Ahmed shows us the opening to another tunnel, currently disused, in the
basement of a demolished house on the edge of the bulldozed zone. He says it
could be reopened in the event of a new crackdown by the Israelis or by the
Islamic fundamentalist Hamas movement, which has tried to control smuggling
since it seized Gaza in June.

This month Hamas police publicly burned hundreds of kilograms of drugs
smuggled into Gaza through the tunnels, and it also keeps a close eye on
shipments of weapons and ammunition.

"I don't pay any tax to Hamas and in the beginning I had problems with
them," Abu Mussab says, "but after a while I understood the game. I don't do
anything without letting them know and I tell them that if they want to use
one of my tunnels for something then they can do it for free."

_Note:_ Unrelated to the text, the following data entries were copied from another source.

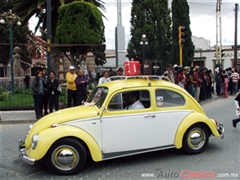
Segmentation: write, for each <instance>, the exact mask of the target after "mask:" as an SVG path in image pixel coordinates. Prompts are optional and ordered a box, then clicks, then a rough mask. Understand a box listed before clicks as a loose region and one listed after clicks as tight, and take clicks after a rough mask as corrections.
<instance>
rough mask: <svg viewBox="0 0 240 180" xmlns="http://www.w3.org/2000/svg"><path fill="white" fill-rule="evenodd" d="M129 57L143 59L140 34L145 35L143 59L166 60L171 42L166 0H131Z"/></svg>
mask: <svg viewBox="0 0 240 180" xmlns="http://www.w3.org/2000/svg"><path fill="white" fill-rule="evenodd" d="M130 22H131V30H130V31H131V36H132V37H131V39H130V42H129V43H128V47H127V52H128V55H127V57H129V59H131V58H134V59H137V60H140V61H142V60H143V47H142V45H140V41H141V37H142V34H145V35H146V37H147V41H148V45H145V59H149V60H153V59H157V61H160V60H161V61H163V62H165V61H166V62H167V61H169V50H170V43H171V17H170V9H169V8H168V1H167V0H151V1H149V0H133V1H132V10H131V20H130Z"/></svg>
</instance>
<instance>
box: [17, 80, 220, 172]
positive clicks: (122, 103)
mask: <svg viewBox="0 0 240 180" xmlns="http://www.w3.org/2000/svg"><path fill="white" fill-rule="evenodd" d="M132 92H137V94H138V97H137V96H136V97H137V101H138V103H139V102H140V103H141V104H142V108H137V109H134V108H131V109H128V108H127V107H129V100H130V99H132V97H129V96H127V95H129V93H132ZM135 94H136V93H135ZM211 135H212V136H215V137H219V138H223V136H224V128H223V125H222V123H220V122H217V121H216V120H214V119H210V118H208V117H207V116H206V114H205V113H204V111H203V109H202V107H201V106H200V104H199V103H198V102H197V101H196V100H195V99H194V98H193V97H192V96H191V95H190V94H189V93H188V92H187V91H185V90H184V89H183V88H181V87H179V86H177V85H175V84H173V83H171V82H168V81H166V80H164V79H162V78H161V77H160V78H156V77H151V76H137V77H121V78H119V77H116V78H115V80H112V81H110V82H106V83H104V84H101V85H99V86H97V87H96V88H95V89H94V90H93V91H92V92H91V94H90V96H89V97H88V99H87V102H85V104H84V105H81V106H77V107H72V108H66V109H62V110H59V111H56V112H54V113H51V114H49V115H47V116H44V117H43V118H41V119H40V120H38V121H37V122H36V123H35V124H33V125H32V126H31V127H30V130H29V132H28V134H27V136H26V137H25V139H24V140H21V139H20V140H19V150H20V156H21V158H22V159H23V160H24V161H25V162H27V163H29V164H31V165H33V164H35V163H36V162H38V161H40V160H41V161H42V160H44V162H45V163H46V165H47V166H48V168H49V169H50V170H51V171H52V172H54V173H56V174H63V175H67V174H74V173H77V172H79V171H80V170H81V169H82V168H83V167H84V165H85V162H86V160H87V158H92V160H93V161H95V162H99V161H103V160H107V159H112V158H118V157H122V156H128V155H134V154H139V153H145V152H151V151H157V150H163V149H169V148H176V149H181V150H183V151H184V152H185V153H187V154H197V153H201V152H202V151H203V150H204V149H205V148H206V146H207V144H208V140H209V137H210V136H211Z"/></svg>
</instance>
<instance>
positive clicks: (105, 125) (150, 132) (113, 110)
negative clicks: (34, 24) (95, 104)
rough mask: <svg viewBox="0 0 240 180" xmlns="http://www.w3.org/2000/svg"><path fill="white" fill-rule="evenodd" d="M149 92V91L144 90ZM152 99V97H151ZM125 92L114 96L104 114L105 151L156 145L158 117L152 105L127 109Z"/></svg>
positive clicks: (103, 142)
mask: <svg viewBox="0 0 240 180" xmlns="http://www.w3.org/2000/svg"><path fill="white" fill-rule="evenodd" d="M144 92H145V94H148V96H149V91H147V90H146V91H144ZM149 100H150V99H149ZM125 106H126V104H124V102H123V93H118V94H116V95H115V96H112V99H111V100H110V101H109V104H108V105H107V108H106V111H105V112H104V113H103V115H102V119H101V120H102V143H103V144H102V146H103V152H104V153H114V152H127V151H134V150H141V149H147V148H153V147H155V146H156V118H155V115H154V114H152V113H151V111H150V109H151V107H147V108H144V109H131V110H128V109H126V107H125Z"/></svg>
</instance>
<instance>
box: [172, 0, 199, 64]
mask: <svg viewBox="0 0 240 180" xmlns="http://www.w3.org/2000/svg"><path fill="white" fill-rule="evenodd" d="M172 20H173V26H172V30H173V31H172V38H173V43H172V47H171V57H172V62H173V63H174V64H179V44H178V40H179V38H178V27H179V26H185V27H186V28H187V31H186V32H187V43H186V45H184V46H183V65H184V66H185V65H188V66H190V65H191V62H192V60H193V57H194V49H195V47H194V45H193V42H192V32H191V29H190V18H189V6H188V2H187V0H181V1H179V0H173V1H172Z"/></svg>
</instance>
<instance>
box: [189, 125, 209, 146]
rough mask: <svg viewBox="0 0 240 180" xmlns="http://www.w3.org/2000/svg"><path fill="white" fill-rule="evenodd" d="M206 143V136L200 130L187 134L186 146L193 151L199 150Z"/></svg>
mask: <svg viewBox="0 0 240 180" xmlns="http://www.w3.org/2000/svg"><path fill="white" fill-rule="evenodd" d="M205 141H206V135H205V133H204V131H203V130H202V129H198V128H195V129H192V131H190V132H189V134H188V141H187V142H188V145H189V147H190V148H192V149H194V150H198V149H200V148H201V147H202V146H203V145H204V143H205Z"/></svg>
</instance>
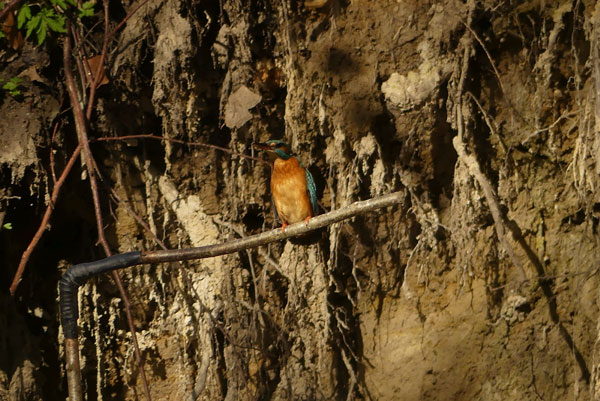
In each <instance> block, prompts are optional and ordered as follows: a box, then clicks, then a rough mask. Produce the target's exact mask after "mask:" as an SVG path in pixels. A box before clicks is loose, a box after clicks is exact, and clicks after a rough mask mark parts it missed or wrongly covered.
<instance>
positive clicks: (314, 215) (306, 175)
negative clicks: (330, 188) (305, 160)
mask: <svg viewBox="0 0 600 401" xmlns="http://www.w3.org/2000/svg"><path fill="white" fill-rule="evenodd" d="M304 172H305V173H306V189H308V197H309V198H310V205H311V206H312V209H313V215H314V216H316V215H317V214H318V211H319V204H318V202H317V186H316V185H315V180H314V179H313V178H312V174H311V173H310V171H308V169H307V168H304Z"/></svg>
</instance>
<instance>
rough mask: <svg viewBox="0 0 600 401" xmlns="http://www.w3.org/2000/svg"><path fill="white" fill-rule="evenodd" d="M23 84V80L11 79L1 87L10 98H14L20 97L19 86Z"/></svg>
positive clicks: (5, 82) (20, 78) (19, 78)
mask: <svg viewBox="0 0 600 401" xmlns="http://www.w3.org/2000/svg"><path fill="white" fill-rule="evenodd" d="M21 82H23V78H19V77H12V78H11V79H9V80H8V81H6V82H5V83H4V85H2V89H3V90H5V91H6V92H8V93H9V94H10V95H11V96H13V97H16V96H20V95H21V91H20V90H19V85H20V84H21Z"/></svg>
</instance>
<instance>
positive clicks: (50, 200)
mask: <svg viewBox="0 0 600 401" xmlns="http://www.w3.org/2000/svg"><path fill="white" fill-rule="evenodd" d="M80 152H81V144H80V145H78V146H77V148H75V151H74V152H73V154H72V155H71V158H70V159H69V161H68V162H67V165H66V166H65V169H64V170H63V172H62V174H61V175H60V178H59V179H58V181H56V184H55V185H54V189H53V190H52V196H51V197H50V202H49V203H48V206H47V207H46V212H45V213H44V217H43V218H42V222H41V223H40V226H39V228H38V230H37V231H36V233H35V235H34V236H33V238H32V239H31V242H30V243H29V245H28V246H27V249H25V252H23V255H21V261H20V262H19V266H18V267H17V272H16V273H15V275H14V278H13V281H12V284H11V285H10V294H11V295H15V291H16V290H17V286H18V285H19V283H20V282H21V276H22V275H23V271H25V265H27V262H28V261H29V258H30V256H31V253H32V252H33V250H34V249H35V247H36V245H37V244H38V242H39V241H40V239H41V238H42V235H43V234H44V231H46V227H47V226H48V221H50V216H51V215H52V211H53V210H54V204H55V203H56V200H57V199H58V195H59V194H60V189H61V187H62V185H63V184H64V182H65V179H66V178H67V176H68V175H69V172H70V171H71V169H72V168H73V165H74V164H75V161H76V160H77V158H78V157H79V153H80Z"/></svg>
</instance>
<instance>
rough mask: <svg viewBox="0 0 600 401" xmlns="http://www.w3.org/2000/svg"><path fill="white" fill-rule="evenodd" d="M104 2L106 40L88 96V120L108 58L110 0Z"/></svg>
mask: <svg viewBox="0 0 600 401" xmlns="http://www.w3.org/2000/svg"><path fill="white" fill-rule="evenodd" d="M102 4H103V6H104V41H103V43H102V54H101V55H100V62H99V63H98V67H97V68H96V71H94V75H93V76H92V78H93V79H94V81H93V82H92V86H91V87H90V96H89V98H88V105H87V111H86V113H85V116H86V118H87V119H88V121H89V120H90V119H91V118H92V110H93V109H94V101H95V100H96V99H95V97H96V89H97V88H98V85H99V84H100V81H101V79H102V77H103V76H104V60H105V59H106V51H107V49H108V40H109V36H108V0H102Z"/></svg>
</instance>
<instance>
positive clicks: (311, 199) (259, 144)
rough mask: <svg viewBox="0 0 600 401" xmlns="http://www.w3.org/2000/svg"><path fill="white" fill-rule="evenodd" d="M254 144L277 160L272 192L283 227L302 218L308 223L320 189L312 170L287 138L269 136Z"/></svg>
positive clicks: (271, 157) (275, 168) (269, 156)
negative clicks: (298, 157)
mask: <svg viewBox="0 0 600 401" xmlns="http://www.w3.org/2000/svg"><path fill="white" fill-rule="evenodd" d="M254 147H255V148H259V149H262V150H264V151H265V152H266V153H267V154H268V155H269V158H270V159H271V161H272V162H273V169H272V172H271V195H272V197H273V203H275V209H276V210H277V214H278V215H279V218H280V219H281V223H282V225H281V230H282V231H285V228H286V227H287V226H288V225H289V224H294V223H297V222H299V221H302V220H304V221H305V222H306V223H308V220H310V218H311V217H313V216H315V215H316V214H317V210H318V204H317V189H316V186H315V180H314V179H313V177H312V175H311V174H310V171H308V169H307V168H306V167H304V165H303V164H302V162H301V161H300V160H298V158H297V157H296V156H294V155H293V154H292V151H291V149H290V146H289V145H288V144H287V143H285V142H284V141H281V140H279V139H269V140H268V141H266V142H264V143H255V144H254Z"/></svg>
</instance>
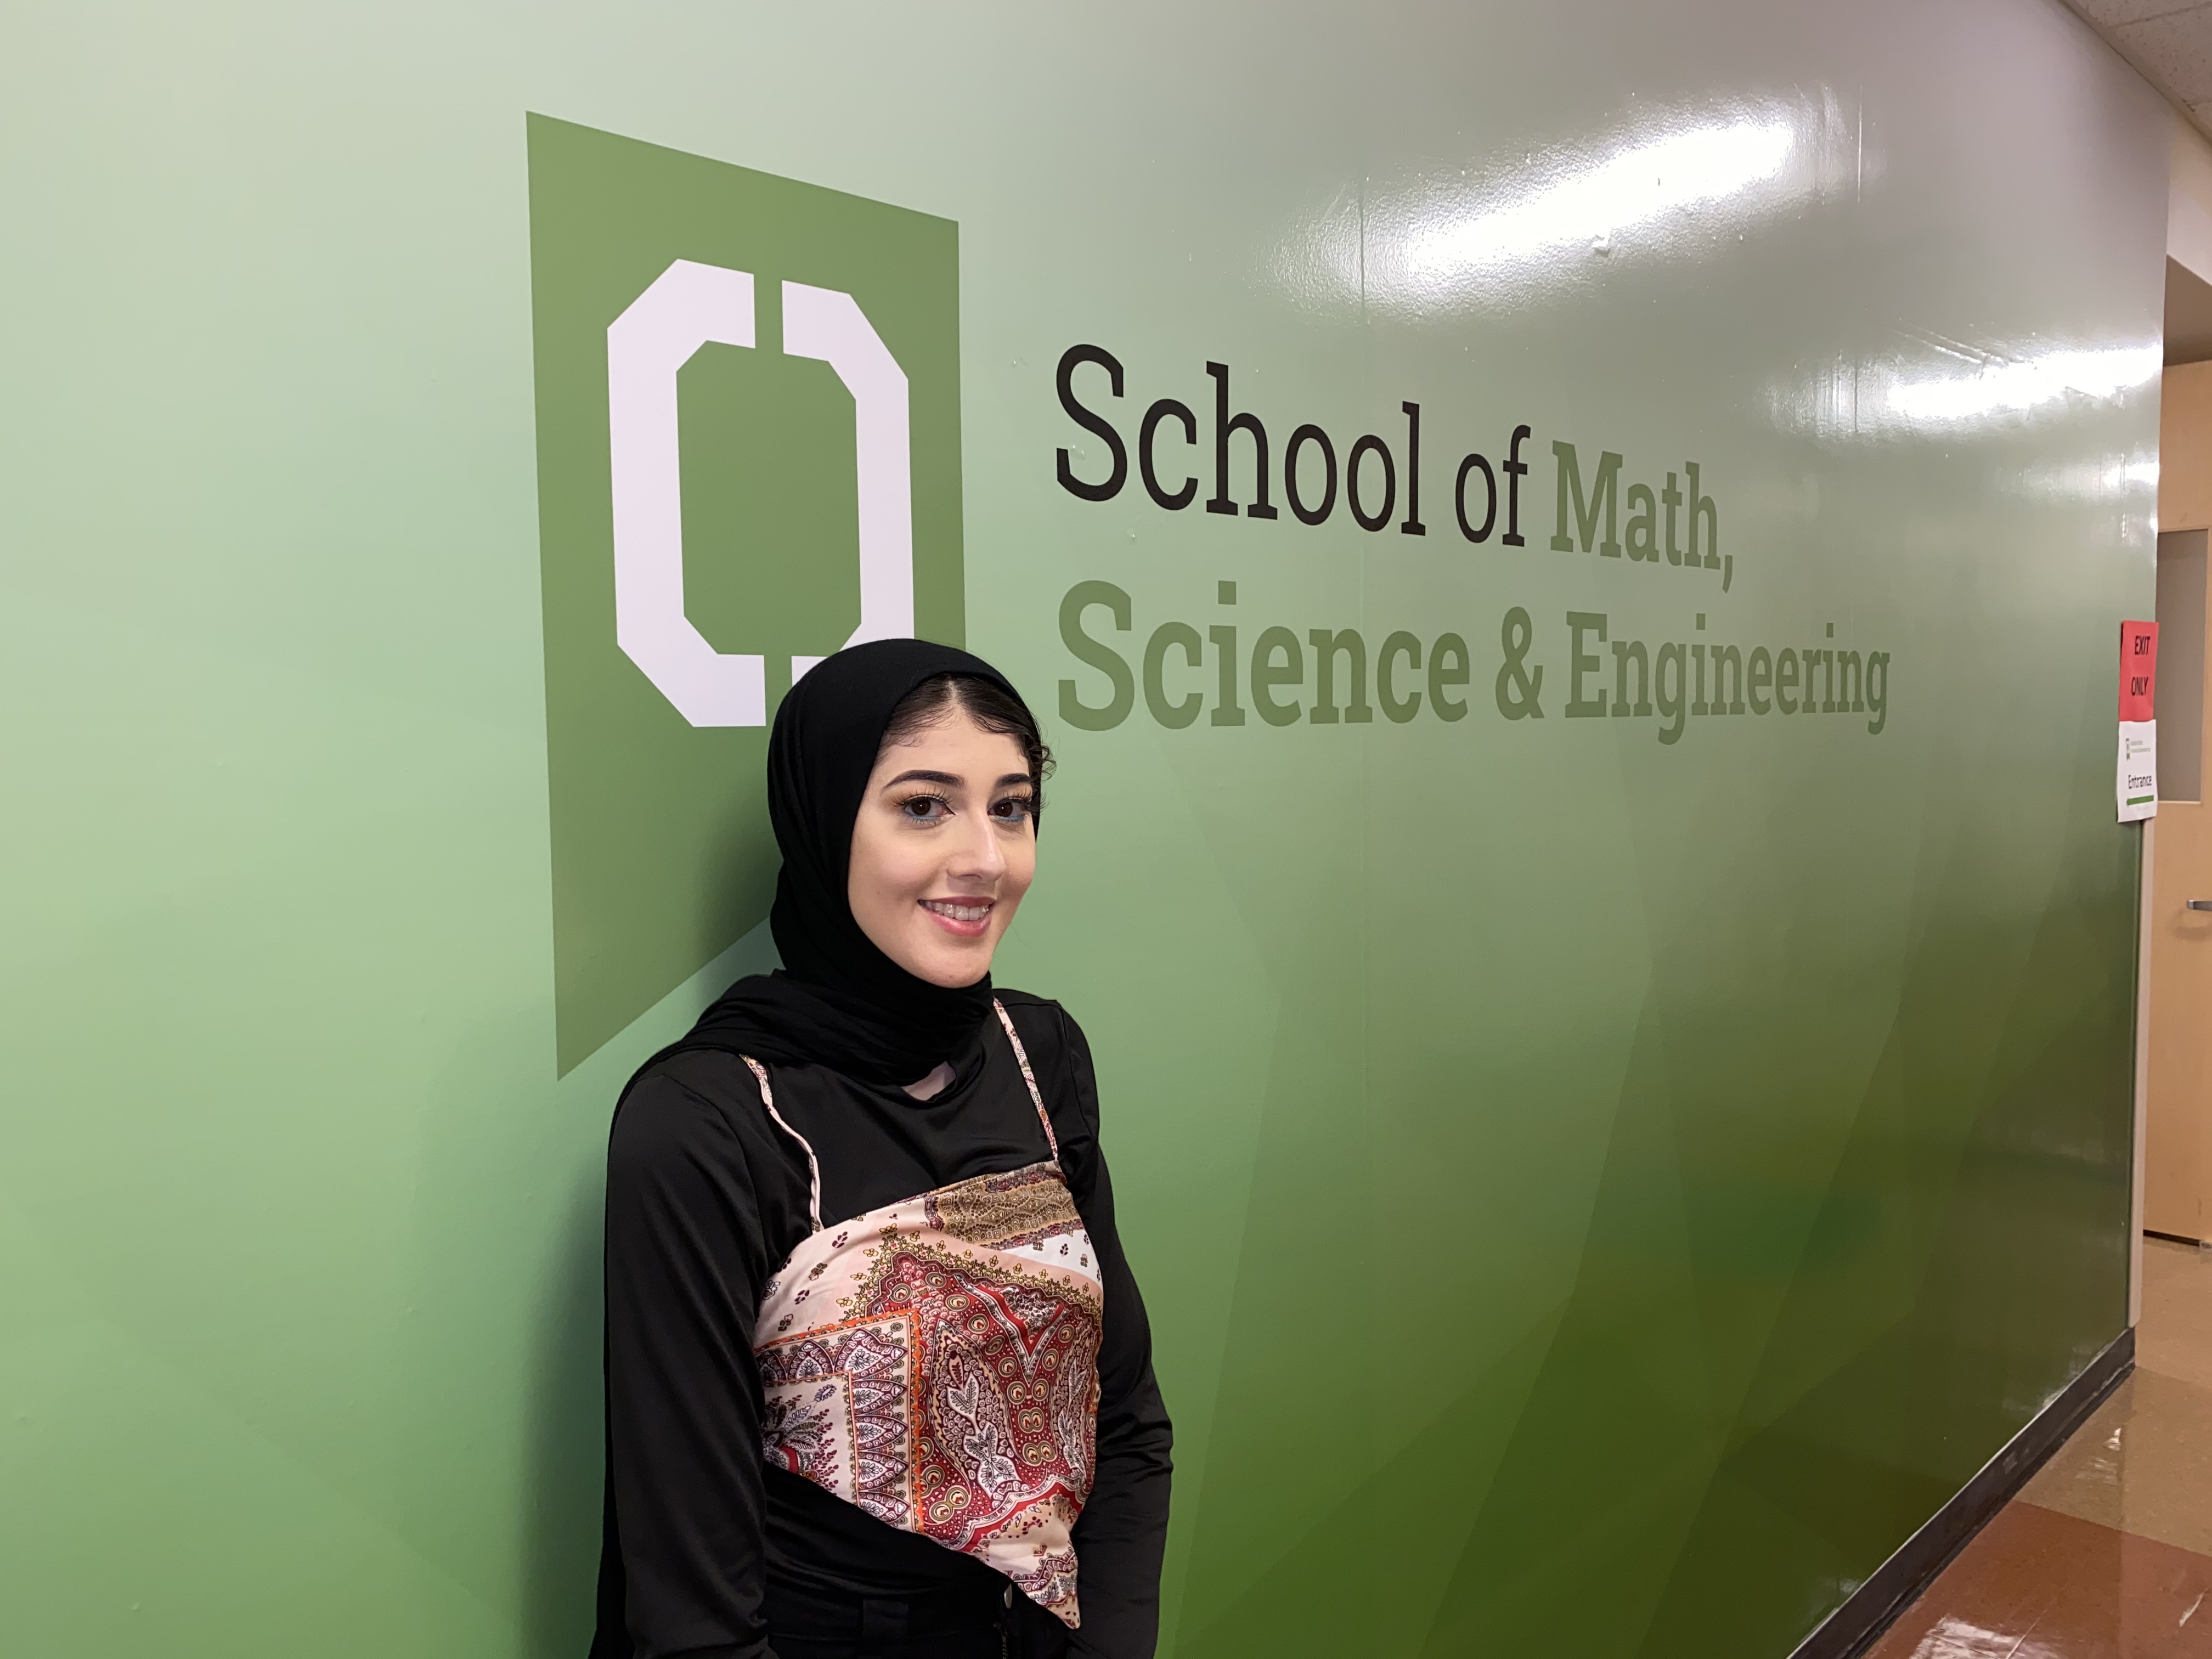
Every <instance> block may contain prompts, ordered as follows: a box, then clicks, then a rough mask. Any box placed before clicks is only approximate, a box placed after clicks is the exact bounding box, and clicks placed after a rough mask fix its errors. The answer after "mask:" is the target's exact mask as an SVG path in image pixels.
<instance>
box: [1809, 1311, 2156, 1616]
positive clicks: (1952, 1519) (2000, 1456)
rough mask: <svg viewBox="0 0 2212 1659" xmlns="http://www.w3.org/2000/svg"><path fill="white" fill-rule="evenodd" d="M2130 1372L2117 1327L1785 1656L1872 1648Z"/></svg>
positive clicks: (2134, 1358)
mask: <svg viewBox="0 0 2212 1659" xmlns="http://www.w3.org/2000/svg"><path fill="white" fill-rule="evenodd" d="M2132 1369H2135V1329H2132V1327H2130V1329H2124V1332H2121V1334H2119V1336H2115V1338H2112V1345H2110V1347H2108V1349H2104V1354H2099V1356H2097V1358H2095V1360H2090V1363H2088V1365H2086V1367H2084V1369H2081V1376H2077V1378H2075V1380H2073V1383H2068V1385H2066V1387H2064V1389H2059V1394H2057V1398H2055V1400H2051V1405H2046V1407H2044V1409H2042V1411H2037V1413H2035V1418H2033V1420H2031V1422H2028V1425H2026V1427H2024V1429H2022V1431H2020V1433H2015V1436H2013V1438H2011V1442H2006V1447H2004V1451H2000V1453H1997V1455H1995V1458H1991V1460H1989V1462H1986V1464H1984V1467H1982V1473H1978V1475H1975V1478H1973V1480H1969V1482H1966V1484H1964V1486H1960V1491H1958V1495H1955V1498H1953V1500H1951V1502H1949V1504H1944V1506H1942V1509H1938V1511H1936V1515H1933V1517H1931V1520H1929V1524H1927V1526H1922V1528H1920V1531H1918V1533H1913V1535H1911V1537H1909V1540H1905V1544H1900V1546H1898V1553H1896V1555H1891V1557H1889V1559H1887V1562H1882V1564H1880V1566H1878V1568H1874V1575H1871V1577H1869V1579H1867V1582H1865V1584H1860V1586H1858V1590H1854V1593H1851V1599H1849V1601H1845V1604H1843V1606H1840V1608H1836V1610H1834V1613H1829V1615H1827V1619H1825V1621H1823V1624H1820V1628H1818V1630H1814V1632H1812V1635H1809V1637H1805V1641H1801V1644H1798V1650H1796V1652H1794V1655H1792V1657H1790V1659H1856V1655H1860V1652H1865V1650H1867V1648H1869V1646H1874V1639H1876V1637H1880V1635H1882V1630H1887V1628H1889V1624H1891V1619H1896V1617H1898V1615H1900V1613H1902V1610H1905V1608H1907V1606H1911V1601H1913V1597H1916V1595H1920V1590H1924V1588H1927V1586H1929V1584H1931V1582H1933V1579H1936V1575H1938V1573H1942V1571H1944V1568H1947V1566H1949V1564H1951V1557H1953V1555H1958V1553H1960V1551H1962V1548H1966V1544H1969V1542H1971V1540H1973V1535H1975V1533H1980V1531H1982V1526H1986V1524H1989V1517H1991V1515H1995V1513H1997V1511H2000V1509H2004V1504H2006V1500H2011V1498H2013V1493H2017V1491H2020V1489H2022V1486H2026V1484H2028V1475H2033V1473H2035V1471H2037V1469H2042V1467H2044V1460H2046V1458H2048V1455H2051V1453H2053V1451H2057V1449H2059V1447H2062V1444H2066V1438H2068V1436H2070V1433H2073V1431H2075V1429H2079V1427H2081V1422H2084V1420H2086V1418H2088V1413H2090V1411H2095V1409H2097V1407H2099V1405H2104V1396H2108V1394H2110V1391H2112V1389H2117V1387H2119V1383H2121V1378H2126V1376H2128V1371H2132Z"/></svg>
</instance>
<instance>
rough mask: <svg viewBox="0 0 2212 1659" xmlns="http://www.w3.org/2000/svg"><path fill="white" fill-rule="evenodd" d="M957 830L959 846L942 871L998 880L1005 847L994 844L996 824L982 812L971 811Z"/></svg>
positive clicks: (996, 833)
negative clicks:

According to Abu Mussab, there is a complex relationship between smugglers,
suppliers and Egyptian and Israeli intelligence services. "We are completely
dependent on our Egyptian sources, and they have a certain amount of space
they are allowed to play in. An RPG (rocket-propelled grenade) is the
maximum weapon that they can get away with selling us, because they aren't
really much use against a tank any more. If you ask the Egyptians for modern
anti-tank or anti-aircraft missiles, they'll say 'No way'."